Blog

Se encuentra usted aquí

De la angustia, a la esperanza y a la felicidad: rescate de mineros en Chile

A lo largo del día martes 12 por la noche y todo el día miércoles  13 de octubre tuve la suerte de ser expectador a distancia de un acontecimiento histórico: el rescate de mineros en su mayoría chilenos a más de 600 metros de profundidad de la entrañas de la mina San José, en el desierto chileno de Atacama. Cada vez que una persona era rescatada se desencadenaban múltiples emociones que tenían como denominador común lo conmovedor de los encuentros entre familiares y mineros rescatados.

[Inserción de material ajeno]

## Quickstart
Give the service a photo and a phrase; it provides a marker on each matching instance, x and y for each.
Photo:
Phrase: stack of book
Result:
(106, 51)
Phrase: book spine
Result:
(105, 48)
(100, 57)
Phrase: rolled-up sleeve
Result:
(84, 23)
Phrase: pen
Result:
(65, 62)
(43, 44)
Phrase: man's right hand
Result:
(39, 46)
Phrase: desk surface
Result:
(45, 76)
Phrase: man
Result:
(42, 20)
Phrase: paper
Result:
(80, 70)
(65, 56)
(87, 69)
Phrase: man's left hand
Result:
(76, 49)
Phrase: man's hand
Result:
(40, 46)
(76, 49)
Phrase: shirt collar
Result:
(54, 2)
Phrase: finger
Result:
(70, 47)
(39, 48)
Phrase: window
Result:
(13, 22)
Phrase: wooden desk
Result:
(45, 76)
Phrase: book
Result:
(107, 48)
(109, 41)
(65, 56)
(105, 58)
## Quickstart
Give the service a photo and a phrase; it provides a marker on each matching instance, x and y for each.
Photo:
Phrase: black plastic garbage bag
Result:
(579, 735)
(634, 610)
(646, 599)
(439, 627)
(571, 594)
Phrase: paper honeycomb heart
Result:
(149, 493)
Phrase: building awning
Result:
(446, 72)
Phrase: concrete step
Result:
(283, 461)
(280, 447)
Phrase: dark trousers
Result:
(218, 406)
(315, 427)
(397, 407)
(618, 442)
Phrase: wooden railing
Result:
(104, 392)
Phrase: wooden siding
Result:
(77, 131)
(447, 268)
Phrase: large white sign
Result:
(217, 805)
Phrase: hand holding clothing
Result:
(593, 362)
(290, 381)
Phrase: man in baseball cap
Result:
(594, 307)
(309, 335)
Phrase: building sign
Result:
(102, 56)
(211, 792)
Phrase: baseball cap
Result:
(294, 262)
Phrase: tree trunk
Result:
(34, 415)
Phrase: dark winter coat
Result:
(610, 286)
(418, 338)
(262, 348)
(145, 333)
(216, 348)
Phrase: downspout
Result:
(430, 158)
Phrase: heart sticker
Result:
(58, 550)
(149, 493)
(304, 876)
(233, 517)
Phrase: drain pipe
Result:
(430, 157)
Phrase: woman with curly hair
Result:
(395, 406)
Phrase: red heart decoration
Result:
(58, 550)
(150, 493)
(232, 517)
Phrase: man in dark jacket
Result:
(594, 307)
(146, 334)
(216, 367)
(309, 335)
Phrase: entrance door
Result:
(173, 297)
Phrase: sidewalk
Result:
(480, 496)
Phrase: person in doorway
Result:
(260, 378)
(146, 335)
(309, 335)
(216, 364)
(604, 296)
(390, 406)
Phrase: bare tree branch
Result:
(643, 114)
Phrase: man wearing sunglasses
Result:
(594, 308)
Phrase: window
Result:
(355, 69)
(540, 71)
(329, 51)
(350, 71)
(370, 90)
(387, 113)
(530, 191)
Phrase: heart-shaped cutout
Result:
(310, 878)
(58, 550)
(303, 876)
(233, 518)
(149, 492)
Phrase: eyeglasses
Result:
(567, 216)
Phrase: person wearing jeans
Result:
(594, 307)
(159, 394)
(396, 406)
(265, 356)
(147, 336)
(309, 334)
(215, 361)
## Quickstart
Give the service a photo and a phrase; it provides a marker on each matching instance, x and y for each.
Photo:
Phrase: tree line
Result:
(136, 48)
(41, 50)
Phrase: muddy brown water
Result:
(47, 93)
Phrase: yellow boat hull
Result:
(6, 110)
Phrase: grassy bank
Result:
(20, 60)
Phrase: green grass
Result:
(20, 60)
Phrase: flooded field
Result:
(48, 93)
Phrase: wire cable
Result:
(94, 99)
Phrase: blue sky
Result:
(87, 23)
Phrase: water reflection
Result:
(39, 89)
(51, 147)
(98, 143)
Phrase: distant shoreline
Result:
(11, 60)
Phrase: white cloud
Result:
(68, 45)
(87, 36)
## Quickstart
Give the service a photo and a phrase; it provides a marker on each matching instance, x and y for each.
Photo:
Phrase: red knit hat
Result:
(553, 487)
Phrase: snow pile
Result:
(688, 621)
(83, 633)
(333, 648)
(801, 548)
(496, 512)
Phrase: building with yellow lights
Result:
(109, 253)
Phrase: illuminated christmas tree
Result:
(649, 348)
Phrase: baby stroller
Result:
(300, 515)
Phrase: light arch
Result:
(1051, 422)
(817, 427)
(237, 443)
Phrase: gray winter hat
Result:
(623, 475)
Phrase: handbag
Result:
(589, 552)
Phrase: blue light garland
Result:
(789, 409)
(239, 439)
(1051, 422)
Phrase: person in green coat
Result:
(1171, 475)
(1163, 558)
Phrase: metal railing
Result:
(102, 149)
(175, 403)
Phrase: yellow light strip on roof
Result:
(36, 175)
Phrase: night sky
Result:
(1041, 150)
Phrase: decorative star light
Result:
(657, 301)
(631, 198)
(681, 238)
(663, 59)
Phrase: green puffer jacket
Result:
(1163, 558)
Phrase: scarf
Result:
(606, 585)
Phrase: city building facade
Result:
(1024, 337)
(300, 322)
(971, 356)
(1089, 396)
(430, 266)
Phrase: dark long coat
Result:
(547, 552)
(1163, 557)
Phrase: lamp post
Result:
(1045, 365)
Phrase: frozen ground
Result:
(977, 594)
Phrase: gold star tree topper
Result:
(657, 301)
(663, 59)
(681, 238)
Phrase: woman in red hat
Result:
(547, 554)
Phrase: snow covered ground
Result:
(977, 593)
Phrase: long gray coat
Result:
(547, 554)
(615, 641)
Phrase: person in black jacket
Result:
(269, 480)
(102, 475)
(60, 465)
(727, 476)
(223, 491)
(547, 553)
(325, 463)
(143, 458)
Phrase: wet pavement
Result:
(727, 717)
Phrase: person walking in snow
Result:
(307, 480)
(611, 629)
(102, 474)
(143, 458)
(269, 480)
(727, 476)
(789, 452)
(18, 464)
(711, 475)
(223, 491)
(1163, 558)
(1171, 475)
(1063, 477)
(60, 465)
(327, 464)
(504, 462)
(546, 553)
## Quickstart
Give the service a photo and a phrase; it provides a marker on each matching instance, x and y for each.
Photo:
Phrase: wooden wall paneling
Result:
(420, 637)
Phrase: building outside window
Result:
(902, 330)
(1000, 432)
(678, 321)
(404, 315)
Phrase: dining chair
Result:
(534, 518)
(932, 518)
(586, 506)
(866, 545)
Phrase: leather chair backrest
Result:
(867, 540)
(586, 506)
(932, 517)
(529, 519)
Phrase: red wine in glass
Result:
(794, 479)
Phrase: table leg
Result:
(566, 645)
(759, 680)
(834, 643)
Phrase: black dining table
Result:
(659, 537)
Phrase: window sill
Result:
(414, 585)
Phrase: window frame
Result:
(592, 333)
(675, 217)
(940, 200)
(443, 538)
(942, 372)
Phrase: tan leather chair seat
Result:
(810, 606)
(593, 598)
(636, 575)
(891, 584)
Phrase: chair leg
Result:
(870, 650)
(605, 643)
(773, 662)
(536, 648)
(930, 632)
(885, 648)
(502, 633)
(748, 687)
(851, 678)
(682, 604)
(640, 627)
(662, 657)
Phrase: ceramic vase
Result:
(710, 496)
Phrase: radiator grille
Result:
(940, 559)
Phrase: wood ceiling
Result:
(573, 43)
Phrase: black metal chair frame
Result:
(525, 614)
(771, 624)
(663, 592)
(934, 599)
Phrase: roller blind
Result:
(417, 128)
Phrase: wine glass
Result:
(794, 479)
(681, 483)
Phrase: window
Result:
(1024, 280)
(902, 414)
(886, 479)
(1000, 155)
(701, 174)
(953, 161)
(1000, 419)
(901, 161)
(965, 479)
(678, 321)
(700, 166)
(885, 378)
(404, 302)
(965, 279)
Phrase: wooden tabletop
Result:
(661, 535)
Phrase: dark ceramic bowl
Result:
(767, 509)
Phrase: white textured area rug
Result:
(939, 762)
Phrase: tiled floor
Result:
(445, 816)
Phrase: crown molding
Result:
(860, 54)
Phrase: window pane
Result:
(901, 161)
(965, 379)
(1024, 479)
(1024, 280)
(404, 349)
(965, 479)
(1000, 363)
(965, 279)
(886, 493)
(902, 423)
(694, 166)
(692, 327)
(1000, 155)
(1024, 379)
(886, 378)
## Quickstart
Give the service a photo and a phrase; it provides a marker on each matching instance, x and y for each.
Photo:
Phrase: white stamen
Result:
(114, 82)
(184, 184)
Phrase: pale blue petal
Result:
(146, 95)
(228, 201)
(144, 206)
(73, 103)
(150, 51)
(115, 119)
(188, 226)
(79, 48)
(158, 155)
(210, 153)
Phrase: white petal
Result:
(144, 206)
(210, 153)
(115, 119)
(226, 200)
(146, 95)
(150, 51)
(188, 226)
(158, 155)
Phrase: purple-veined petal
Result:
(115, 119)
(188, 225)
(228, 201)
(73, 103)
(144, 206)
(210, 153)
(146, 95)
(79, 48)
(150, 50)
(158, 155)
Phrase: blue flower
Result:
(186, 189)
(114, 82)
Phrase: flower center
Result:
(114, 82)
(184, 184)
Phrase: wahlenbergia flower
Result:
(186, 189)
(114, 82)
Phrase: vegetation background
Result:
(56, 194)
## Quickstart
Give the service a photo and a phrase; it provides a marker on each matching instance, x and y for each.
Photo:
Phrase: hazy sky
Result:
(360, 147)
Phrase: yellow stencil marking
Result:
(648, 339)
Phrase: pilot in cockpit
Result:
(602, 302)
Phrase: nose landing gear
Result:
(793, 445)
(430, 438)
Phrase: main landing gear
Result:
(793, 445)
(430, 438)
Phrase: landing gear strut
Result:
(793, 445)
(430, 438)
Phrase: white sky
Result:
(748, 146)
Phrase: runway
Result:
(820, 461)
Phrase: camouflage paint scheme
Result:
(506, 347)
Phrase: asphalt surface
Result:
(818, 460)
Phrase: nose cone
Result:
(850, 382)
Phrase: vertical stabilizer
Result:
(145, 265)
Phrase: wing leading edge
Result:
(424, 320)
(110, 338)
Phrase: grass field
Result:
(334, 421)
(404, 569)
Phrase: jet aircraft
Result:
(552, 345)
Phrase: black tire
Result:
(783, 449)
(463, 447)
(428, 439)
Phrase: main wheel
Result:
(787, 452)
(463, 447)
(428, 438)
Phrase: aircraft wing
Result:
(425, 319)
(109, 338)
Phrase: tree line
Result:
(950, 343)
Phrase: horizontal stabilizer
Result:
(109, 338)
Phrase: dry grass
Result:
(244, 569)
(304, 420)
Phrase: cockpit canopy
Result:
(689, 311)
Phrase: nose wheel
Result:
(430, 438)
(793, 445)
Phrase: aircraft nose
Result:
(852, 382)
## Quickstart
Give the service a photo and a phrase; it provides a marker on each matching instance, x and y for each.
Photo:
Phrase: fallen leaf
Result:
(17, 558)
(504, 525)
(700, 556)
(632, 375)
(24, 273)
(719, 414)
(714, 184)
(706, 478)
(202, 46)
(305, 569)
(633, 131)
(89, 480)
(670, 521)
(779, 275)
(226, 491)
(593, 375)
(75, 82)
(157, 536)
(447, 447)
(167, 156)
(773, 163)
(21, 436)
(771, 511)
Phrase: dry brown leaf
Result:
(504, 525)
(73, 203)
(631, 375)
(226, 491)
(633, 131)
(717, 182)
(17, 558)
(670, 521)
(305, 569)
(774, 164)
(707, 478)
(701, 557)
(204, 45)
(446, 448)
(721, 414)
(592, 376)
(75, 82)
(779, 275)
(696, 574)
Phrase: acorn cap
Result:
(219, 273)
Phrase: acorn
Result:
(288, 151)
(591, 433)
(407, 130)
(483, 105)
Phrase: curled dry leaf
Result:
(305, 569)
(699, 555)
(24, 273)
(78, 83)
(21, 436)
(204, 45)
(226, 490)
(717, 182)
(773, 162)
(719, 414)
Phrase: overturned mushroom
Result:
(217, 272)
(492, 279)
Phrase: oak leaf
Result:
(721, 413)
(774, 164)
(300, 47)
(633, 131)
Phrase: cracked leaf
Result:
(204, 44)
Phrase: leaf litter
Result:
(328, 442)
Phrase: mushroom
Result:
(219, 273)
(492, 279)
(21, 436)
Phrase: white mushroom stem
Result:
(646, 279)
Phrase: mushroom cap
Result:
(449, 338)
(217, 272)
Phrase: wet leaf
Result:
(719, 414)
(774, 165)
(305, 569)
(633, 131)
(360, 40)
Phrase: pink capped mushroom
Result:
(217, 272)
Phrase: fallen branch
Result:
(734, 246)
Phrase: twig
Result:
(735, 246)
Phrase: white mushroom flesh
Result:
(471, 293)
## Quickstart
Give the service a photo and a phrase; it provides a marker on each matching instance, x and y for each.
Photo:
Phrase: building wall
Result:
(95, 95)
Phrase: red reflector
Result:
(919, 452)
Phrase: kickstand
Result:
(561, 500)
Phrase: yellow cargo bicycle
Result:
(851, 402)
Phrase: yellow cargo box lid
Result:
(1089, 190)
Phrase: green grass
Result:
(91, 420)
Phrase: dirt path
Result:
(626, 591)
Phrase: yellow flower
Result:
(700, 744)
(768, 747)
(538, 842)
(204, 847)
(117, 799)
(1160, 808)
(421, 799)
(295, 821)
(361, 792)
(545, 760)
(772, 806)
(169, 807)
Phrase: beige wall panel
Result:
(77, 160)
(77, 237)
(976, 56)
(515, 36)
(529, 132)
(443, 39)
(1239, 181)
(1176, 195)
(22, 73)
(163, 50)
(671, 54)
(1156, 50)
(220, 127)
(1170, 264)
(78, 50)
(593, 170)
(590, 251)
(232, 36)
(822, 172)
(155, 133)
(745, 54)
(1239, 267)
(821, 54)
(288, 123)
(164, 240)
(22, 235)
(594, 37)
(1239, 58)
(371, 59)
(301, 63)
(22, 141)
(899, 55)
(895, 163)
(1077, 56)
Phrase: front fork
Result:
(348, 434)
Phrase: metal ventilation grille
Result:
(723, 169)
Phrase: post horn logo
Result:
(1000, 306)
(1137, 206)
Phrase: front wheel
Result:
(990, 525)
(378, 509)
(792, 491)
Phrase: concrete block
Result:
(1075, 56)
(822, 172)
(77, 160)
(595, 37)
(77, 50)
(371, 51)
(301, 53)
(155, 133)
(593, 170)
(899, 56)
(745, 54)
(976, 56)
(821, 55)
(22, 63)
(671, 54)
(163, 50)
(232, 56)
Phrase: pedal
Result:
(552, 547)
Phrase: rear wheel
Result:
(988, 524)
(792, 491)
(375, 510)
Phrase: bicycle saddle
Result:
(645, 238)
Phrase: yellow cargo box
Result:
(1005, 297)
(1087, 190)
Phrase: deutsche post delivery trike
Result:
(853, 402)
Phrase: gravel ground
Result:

Había en la superficie durante esas jornadas un clima de mucha solidaridad, trabajo en equipo, profesionalismo, compromiso por solucionar el problema, calidez humana y mucho liderazgo. Ver al Presidente de Chile, Sebastián Piñera, al costado de sus ministros, e incluso del Presidente de Bolivia, y del equipo de rescatistas, comprometido con lo acontecido, brindando el máximo apoyo, interactuando con los familiares de los afectados, realmente interesado en la vida y bienestar de los mineros y sus seres queridos era extraordinario. Evo Morales, Presidente de Bolivia, se dirigió a su par chileno diciendo que Bolivia nunca olvidará lo hecho por Chile para rescatar a su compatriota boliviano y reafirmando que hechos como estos los unen y refuerzan la confianza entre los dos países.

Resultaba impresionante ver la sintonía entre todos los equipos y las personas involucradas en esta labor. Mucho diálogo para coordinar las acciones, nadie irrogándose el mayor conocimiento ni la “verdad” para solucionar el problema. La actitud positiva era total, todo unidos decidieron por una misma línea, en verdad un principio rector: lo primero es  salvaguardar la vida y el bienestar de las personas. En hacer las cosas bien cuidando su integridad, su futuro, el de sus familias. 

Hubo otro momento tan significativo como aquel en el que se rescató al primer minero encerrado por casi 70 días en el subsuelo: cuando el último rescatista, Manuel Gonzalez,  emergió de las profundidades de la mina San José dando por concluidas las operaciones de rescate.

Preguntado por el Presidente Piñera sobre su último pensamiento mientras subía en la cápsula, Gonzalez respondió: “Que ojalá nunca más suceda esto, que ojalá nos sirva de experiencia, que las cosas en la minería sean diferentes. En Codelco donde yo laboro las cosas se hacen bien y espero que en la pequeña minería se elijan hacerlas bien. Esa es mi reflexión”.

A lo que Piñera replicó. “En unos días vamos a anunciar un nuevo trato en materia de seguridad, dignidad, protección de la vida y de la salud de las trabajadoras y los trabajadores chilenos no solo en la minería sino tenemos problemas en la agricultura, el transporte, la minería, la pesca y la industria.”  Esta desgracia que culminó con éxito viene acompañada de una transformación mayor por lo visto.

Aunque parezca incomprensible parece ser que requerimos de situaciones extremas para que los seremos humanos actuemos con un sentido tan solidario, lo mismo sucedió en nuestro país con los afectados por el terremoto que destruyó Pisco hace un par de años.

Ahora por un minuto cambiemos de escenario e imaginemos que esta cantidad de energía constructiva, de presencia comprometida del Estado, de trabajo en equipo, de sinergia, de solidaridad inacabable, de respeto y empatía  con el otro, de compromiso por preservar la seguridad, la dignidad, la protección de la vida y de la salud de las personas se reproduce con el mismo nivel de intensidad entre todos los involucrados en un proyecto extractivo: empresa, comunidad y Estado.